The embedded vision system includes the entire signal chain that receives light from the selected imaging sensor to the system output. System output refers to processed or unprocessed images or information extracted from images and provided to downstream systems. Of course, embedded system architects are responsible for ensuring end-to-end performance based on system requirements.
For this reason, embedded vision system architects need to be familiar with various concepts and technologies related to sensors and post-processing systems. This article serves as a high-level introductory manual designed to give readers a basic understanding of these technologies and concepts.
You first need to be familiar with the electromagnetic spectrum and the spectral domain that you want the system to operate. The human eye can only see the spectrum between 390 nm (blue light) and 700 nm (red light) wavelengths, which is commonly referred to as the visible light spectrum; imaging equipment can capture wider wavelength images, including X-ray, ultraviolet, infrared and visible spectrum.
In the near-infrared spectrum and the following range, we can use charge-coupled device (CCD) or CMOS (complementary metal oxide semiconductor) image sensors (CIS); to the infrared spectral range, the use of dedicated infrared detectors. Particular reasons for the need for dedicated sensors in the infrared spectral range lie in the excitation energy required by the chip imager (such as CCD or CIS). These devices typically require 1eV of photon energy to excite an electron, whereas in the infrared range the photon energy is between 1.7eV and 1.24meV, so the infrared imager should be based on HgCdTe or InSb. These devices require lower excitation energy and are often used in conjunction with CMOS readout ICs (ROICs) to control and read sensors.
The two most common detector technologies are CCD and CIS.

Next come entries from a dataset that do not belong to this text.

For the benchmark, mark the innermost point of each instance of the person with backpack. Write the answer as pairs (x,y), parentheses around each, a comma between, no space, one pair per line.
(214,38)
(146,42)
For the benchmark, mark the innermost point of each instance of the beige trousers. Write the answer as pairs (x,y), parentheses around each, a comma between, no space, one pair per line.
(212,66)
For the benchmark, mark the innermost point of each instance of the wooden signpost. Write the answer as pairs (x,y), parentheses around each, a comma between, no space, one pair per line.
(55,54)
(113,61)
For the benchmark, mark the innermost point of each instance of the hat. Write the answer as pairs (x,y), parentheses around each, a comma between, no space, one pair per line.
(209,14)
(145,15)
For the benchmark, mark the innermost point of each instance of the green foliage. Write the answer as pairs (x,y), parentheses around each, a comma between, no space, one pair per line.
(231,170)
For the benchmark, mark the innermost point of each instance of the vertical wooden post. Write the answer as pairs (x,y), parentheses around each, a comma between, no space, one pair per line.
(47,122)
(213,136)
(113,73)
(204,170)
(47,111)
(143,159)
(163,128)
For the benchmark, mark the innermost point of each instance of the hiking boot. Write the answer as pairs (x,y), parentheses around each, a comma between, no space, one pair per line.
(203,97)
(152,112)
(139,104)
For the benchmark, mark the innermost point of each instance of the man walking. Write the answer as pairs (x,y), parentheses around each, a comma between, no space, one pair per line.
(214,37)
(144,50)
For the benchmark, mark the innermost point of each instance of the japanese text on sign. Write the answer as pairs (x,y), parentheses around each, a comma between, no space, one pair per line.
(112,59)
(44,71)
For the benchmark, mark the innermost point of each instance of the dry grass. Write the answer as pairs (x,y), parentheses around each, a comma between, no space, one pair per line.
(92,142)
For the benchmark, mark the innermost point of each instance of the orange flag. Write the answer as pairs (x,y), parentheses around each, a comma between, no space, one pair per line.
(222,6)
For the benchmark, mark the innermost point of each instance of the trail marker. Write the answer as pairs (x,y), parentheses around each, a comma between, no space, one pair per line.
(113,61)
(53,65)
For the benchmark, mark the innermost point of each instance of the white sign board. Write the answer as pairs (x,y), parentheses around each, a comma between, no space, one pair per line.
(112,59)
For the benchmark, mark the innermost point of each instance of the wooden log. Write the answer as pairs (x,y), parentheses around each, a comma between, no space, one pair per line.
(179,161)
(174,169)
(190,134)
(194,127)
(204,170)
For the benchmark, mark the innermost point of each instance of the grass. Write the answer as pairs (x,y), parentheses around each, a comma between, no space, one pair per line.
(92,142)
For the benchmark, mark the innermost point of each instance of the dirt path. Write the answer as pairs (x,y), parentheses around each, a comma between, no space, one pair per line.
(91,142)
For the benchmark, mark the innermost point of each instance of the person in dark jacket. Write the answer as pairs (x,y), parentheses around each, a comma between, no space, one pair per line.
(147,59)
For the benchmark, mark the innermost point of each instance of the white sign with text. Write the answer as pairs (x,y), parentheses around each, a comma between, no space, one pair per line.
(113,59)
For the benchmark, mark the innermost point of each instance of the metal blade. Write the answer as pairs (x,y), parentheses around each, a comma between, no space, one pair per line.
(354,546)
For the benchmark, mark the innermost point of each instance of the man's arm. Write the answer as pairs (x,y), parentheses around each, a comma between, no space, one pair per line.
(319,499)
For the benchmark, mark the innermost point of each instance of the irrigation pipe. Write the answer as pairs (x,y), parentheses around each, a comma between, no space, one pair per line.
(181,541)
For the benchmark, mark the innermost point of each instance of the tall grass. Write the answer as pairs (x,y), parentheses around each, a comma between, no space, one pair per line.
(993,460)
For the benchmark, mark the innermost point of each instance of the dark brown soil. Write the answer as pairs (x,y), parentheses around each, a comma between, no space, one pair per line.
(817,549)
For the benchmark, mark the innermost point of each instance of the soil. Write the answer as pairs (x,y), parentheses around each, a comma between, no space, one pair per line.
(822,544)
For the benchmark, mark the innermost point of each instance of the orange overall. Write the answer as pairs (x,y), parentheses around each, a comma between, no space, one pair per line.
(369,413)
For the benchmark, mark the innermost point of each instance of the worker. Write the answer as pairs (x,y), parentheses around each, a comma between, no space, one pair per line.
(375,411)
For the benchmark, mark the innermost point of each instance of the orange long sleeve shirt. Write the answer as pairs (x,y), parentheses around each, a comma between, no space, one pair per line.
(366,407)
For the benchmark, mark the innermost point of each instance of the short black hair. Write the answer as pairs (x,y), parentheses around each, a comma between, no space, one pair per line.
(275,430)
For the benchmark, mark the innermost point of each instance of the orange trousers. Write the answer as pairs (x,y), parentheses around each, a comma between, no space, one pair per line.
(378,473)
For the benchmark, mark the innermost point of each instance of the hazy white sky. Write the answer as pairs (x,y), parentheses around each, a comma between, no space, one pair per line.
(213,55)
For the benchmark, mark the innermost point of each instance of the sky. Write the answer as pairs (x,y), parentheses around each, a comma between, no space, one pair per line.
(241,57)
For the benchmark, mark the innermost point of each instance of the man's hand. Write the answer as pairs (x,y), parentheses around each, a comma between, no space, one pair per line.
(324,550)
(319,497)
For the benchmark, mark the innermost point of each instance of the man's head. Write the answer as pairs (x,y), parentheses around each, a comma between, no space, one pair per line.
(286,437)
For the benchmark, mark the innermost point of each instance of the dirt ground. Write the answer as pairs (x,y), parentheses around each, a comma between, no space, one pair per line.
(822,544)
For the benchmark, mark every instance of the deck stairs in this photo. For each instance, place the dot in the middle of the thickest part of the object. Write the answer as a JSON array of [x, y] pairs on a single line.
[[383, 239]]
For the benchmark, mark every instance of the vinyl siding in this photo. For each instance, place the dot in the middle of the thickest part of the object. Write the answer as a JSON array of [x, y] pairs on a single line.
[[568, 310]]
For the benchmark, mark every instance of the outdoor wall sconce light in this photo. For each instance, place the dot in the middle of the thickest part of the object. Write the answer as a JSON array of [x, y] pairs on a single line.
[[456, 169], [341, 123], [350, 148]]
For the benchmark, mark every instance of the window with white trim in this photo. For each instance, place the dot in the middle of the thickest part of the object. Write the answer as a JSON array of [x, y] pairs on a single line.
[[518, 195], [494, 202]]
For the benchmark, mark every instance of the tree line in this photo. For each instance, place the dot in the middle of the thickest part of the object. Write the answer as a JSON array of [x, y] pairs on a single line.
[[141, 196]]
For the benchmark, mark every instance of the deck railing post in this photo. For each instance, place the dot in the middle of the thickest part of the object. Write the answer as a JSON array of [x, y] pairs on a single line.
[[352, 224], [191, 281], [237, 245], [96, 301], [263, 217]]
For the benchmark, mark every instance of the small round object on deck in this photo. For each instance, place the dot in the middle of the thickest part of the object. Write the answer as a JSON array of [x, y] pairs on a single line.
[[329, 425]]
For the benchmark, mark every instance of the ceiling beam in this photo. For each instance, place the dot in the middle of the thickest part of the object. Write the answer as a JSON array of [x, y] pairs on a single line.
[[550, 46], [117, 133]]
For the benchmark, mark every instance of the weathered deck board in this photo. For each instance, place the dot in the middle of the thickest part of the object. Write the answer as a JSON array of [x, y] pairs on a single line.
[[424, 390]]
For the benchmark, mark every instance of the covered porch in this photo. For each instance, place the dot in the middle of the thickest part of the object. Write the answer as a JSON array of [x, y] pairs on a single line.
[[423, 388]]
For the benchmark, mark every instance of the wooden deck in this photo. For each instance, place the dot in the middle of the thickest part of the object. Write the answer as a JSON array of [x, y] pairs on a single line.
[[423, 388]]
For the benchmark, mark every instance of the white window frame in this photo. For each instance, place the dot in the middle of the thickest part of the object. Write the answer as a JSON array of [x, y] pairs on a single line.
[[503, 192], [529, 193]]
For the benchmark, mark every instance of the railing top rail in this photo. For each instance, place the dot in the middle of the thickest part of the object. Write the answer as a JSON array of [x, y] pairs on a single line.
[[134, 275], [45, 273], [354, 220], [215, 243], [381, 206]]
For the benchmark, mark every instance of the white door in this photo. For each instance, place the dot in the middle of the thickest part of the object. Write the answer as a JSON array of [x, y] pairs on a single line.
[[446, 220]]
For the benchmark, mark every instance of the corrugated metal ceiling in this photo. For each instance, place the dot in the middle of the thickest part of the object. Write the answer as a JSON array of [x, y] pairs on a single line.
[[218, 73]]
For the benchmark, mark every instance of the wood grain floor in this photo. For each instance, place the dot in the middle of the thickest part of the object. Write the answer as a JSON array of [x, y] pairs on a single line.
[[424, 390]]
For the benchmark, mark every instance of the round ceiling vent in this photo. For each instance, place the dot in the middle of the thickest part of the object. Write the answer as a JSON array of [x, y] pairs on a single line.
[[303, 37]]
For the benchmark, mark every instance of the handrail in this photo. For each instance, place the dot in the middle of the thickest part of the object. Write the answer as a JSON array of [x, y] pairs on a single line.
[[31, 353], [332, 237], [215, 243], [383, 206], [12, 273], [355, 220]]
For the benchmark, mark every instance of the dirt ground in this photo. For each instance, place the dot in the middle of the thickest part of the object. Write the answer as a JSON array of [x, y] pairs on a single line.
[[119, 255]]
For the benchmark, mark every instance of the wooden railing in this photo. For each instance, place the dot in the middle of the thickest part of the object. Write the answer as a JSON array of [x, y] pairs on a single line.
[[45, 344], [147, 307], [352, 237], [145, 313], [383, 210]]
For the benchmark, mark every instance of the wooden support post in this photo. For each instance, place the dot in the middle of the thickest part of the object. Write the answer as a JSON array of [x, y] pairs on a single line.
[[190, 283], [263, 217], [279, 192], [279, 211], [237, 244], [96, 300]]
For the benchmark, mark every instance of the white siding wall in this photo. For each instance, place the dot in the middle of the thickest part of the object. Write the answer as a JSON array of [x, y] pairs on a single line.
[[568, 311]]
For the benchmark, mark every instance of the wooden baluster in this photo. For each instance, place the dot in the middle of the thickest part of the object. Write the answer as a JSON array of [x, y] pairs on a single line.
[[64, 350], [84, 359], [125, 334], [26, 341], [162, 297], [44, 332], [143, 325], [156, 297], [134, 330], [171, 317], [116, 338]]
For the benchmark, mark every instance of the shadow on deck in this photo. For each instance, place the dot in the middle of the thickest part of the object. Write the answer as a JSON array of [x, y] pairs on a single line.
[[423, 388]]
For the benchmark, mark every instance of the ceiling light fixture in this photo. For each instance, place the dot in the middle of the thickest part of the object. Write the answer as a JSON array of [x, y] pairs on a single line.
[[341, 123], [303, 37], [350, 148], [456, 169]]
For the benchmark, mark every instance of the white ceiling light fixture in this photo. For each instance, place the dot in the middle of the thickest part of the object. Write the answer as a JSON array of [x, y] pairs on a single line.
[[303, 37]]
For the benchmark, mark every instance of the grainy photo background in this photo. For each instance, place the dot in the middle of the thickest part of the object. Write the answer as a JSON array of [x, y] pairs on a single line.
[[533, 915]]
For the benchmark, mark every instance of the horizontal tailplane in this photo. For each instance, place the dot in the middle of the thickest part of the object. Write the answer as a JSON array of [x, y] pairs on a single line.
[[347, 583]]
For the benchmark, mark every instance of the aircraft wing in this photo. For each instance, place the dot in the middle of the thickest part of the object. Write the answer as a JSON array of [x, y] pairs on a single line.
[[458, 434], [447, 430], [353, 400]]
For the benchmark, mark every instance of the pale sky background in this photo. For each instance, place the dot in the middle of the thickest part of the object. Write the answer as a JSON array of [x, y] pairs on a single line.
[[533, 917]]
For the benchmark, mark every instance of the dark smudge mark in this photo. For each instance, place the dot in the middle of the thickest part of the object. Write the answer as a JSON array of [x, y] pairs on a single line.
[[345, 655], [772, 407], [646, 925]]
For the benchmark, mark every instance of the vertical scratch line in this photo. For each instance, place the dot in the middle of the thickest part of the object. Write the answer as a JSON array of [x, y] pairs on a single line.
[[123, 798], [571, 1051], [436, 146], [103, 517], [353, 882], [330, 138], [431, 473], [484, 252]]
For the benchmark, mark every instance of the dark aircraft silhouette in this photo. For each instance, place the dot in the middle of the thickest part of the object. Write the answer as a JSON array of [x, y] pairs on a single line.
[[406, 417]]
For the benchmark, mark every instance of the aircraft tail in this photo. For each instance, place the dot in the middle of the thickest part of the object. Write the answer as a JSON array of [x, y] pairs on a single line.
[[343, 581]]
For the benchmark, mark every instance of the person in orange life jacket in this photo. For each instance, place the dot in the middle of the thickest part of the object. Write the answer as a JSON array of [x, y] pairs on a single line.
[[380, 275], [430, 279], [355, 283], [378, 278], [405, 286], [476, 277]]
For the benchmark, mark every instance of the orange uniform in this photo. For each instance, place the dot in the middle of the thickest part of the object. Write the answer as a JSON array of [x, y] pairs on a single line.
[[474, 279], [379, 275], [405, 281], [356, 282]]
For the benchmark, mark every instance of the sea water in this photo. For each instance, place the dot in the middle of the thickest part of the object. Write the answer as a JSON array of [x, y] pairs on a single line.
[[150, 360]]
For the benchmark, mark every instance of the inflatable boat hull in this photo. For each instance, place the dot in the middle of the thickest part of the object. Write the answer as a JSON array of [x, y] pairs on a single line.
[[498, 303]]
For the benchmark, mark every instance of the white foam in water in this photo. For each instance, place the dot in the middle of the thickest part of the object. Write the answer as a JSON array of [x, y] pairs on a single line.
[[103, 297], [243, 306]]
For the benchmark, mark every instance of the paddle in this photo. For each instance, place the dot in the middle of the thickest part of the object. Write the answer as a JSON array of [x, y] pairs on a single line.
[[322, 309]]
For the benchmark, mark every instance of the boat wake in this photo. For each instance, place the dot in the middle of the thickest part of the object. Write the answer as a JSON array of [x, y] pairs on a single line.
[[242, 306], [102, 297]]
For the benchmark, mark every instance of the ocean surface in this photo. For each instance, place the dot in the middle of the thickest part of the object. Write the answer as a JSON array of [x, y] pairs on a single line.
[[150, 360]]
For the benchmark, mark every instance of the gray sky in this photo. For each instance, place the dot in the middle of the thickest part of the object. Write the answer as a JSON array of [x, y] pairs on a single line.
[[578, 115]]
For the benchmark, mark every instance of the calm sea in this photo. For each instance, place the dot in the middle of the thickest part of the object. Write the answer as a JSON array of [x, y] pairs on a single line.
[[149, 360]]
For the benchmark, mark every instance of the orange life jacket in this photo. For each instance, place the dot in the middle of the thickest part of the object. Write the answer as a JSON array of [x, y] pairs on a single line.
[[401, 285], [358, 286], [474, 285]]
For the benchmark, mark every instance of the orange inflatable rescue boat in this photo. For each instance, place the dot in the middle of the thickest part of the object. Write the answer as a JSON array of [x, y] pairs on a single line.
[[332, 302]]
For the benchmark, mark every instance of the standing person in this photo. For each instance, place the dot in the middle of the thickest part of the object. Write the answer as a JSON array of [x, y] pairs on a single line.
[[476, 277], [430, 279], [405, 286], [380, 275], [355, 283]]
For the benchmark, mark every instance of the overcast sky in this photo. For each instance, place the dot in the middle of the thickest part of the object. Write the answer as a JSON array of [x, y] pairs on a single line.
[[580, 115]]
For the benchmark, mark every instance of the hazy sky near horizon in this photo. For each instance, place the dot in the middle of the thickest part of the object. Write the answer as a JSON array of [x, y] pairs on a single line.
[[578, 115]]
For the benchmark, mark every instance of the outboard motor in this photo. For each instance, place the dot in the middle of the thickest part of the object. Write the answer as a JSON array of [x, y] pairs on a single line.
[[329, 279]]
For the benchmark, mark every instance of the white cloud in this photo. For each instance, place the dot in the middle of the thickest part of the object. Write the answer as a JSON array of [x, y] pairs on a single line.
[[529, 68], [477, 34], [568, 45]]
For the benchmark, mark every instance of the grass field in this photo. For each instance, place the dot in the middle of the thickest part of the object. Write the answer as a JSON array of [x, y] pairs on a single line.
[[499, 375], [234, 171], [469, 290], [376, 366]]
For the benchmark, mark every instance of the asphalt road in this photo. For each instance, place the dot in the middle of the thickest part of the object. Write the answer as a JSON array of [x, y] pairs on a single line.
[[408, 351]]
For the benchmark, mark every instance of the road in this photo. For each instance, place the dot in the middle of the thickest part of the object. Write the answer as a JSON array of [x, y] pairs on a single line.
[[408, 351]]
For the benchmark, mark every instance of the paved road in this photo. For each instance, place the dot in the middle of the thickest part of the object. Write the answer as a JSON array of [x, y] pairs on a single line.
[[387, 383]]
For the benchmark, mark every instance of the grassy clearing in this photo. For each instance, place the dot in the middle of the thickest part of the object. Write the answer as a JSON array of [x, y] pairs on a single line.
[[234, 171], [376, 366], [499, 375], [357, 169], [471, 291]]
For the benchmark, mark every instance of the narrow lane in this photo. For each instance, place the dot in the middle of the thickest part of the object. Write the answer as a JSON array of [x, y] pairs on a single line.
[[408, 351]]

• Charge-coupled devices are considered analog devices, so integration into digital systems requires the use of an off-chip ADC and clock generation at the desired analog voltage level. Each pixel stores the charge generated by the photons. In most cases, the pixels are arranged in a 2D array, forming multiple rows, each containing multiple pixels. When the CCD is read out, each row is transferred in parallel to the read register by row transfer, and each row is read out serially by reading out the register. During this register readout, the charge is converted to voltage.
• CMOS imaging sensors enable tighter integration and integrate the ADC, bias, and drive circuitry on the same chip. This greatly reduces system integration requirements and also increases the complexity of the CIS design. At the heart of the CIS is an active pixel sensor (APS), where each pixel contains both a photodiode and a sense amplifier. Therefore, unlike a CCD, a CIS can read any pixel address in an array.
Although most embedded vision uses CIS devices, CCDs are still used in high-end scientific applications that focus on performance. The main points of this article apply to both imaging technologies.
Choosing the right sensor requires understanding of the system requirements and must be considered from several aspects of the device.
The first requirement is that we must determine the required resolution, which is how many pixels per line, and how many lines the detector needs. The final application is decisive. For example, astronomical applications for scientific research may require high resolution 2D devices, while industrial inspection imaging may only require line scan solutions.
• Line scan devices contain a single line (sometimes a few lines) of pixels in the X direction. If the Y-direction image is generated by the movement of the camera or the target, such devices are generally used. They are used for inspection or in the field of optical character recognition (OCR). Some areas require the use of time-domain-integrated (TDI) line scan sensors. This type of sensor contains multiple lines in the X direction. As the target moves, the pixel values ​​also move from one to the next, enabling more sensitive detection as the charge is integrated over time. However, TDI needs to be synchronized between the line transfer and the target move to prevent blurring and image defects. Since only a few lines need to be read out, the frame rate can be very high.
• 2D arrays contain multiple rows with multiple pixels per row. Array size is a factor that determines the maximum frame rate of the sensor. In general, 2D devices read out multiple pixels in parallel in order to achieve higher frame rates. 2D devices can also perform window operations (sometimes referred to as areas of interest) that read only specific areas of interest for higher frame rates. This type of device can be used in many fields, and the information is included in 2D images such as advanced driver assistance systems (ADAS), surveillance or scientific research.
After determining the imager format and the desired resolution, we must also consider the pixel pitch. The pixel pitch defines the size of the pixel and determines how much incident photon energy can be collected. Therefore, a smaller pixel pitch means that less charge is collected during the integration period (the time the sensor is exposed in the image). If the pixel pitch is small, it means that the capture image requires a longer integration time, which affects the ability of the sensor to capture fast-moving images and reduce the low light photo performance.
After determining the sensor format, we must consider which technology to use, CCD, CMOS or more specialized technologies. The important parameter here is the quantum efficiency (QE); this parameter is the efficiency of the device to generate electrons through photons. In general, we want to achieve as high a QE as possible in the useful spectrum, which is also important for low-light applications. There are three factors that affect the device QE: absorption, reflection, and transmission. One of the main causes of QE reduction is the device structure. The device structure may cause the pixels to be shielded by the circuitry in the sensor, such as metal lines or polysilicon gate circuits. These structures absorb or reflect photons, which lowers QE, so choose the sensor.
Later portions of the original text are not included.